É comum as operadoras de telefonia móvel vincularem os seus clientes obrigando-os a permanecerem naquela empresa por um período mínimo de 01 ano. Dentro desde período, o consumidor deve arcar com suas obrigações e não rescindir o contrato antes do término desse prazo, caso contrário terá que pagar um determinado valor a título de multa rescisória.
No art. 40, §8º do anexo à resolução 477, fica estabelecido que se o consumidor desistir dos benefícios antes do término do prazo de “fidelidade”, lhe será cobrado uma multa por rescisão, em valor JUSTO e RAZOÁVEL, devendo ser proporcional ao tempo restante para o término desse prazo final, bem como ao valor do benefício oferecido.

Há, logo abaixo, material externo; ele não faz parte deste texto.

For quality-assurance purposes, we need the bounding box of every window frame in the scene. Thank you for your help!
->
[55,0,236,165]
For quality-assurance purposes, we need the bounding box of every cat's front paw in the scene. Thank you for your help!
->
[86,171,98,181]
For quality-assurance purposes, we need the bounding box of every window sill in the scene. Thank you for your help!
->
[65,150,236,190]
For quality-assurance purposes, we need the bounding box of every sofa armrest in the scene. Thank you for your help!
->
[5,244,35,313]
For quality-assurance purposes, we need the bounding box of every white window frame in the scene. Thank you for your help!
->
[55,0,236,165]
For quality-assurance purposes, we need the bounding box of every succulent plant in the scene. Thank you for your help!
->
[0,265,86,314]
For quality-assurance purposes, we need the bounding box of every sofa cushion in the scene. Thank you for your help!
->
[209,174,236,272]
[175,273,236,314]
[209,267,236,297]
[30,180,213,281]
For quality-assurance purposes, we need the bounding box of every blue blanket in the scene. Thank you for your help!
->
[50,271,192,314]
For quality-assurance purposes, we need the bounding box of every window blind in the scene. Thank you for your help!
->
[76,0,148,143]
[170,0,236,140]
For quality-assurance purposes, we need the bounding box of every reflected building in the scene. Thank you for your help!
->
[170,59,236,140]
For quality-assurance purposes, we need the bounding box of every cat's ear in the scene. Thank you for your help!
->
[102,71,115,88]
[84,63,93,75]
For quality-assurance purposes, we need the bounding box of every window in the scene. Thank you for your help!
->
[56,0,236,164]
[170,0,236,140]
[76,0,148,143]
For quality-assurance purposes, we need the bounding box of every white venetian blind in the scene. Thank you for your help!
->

Fica uma dúvida: as operadoras telefônicas deveriam cobrar o valor proporcional referente ao benefício concedido ou ao restante do plano que o consumidor aderiu?

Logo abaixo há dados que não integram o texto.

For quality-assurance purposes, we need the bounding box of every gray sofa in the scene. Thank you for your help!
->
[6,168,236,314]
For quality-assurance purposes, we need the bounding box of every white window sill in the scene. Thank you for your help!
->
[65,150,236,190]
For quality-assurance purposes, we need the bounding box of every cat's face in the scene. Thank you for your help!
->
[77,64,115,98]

O certo é que as empresas estão cobrando essa multa de forma a prejudicar e onerar os consumidores, que por não ter o total conhecimento do contrato, acabam pagando a mais.
Ao contratar o serviço de uma operadora, caso o aparelho telefônico, moderno e de última geração ou qualquer outro que seja, seja concedido gratuitamente ao consumidor, nada mais justo que ele fique vinculado a esta operadora.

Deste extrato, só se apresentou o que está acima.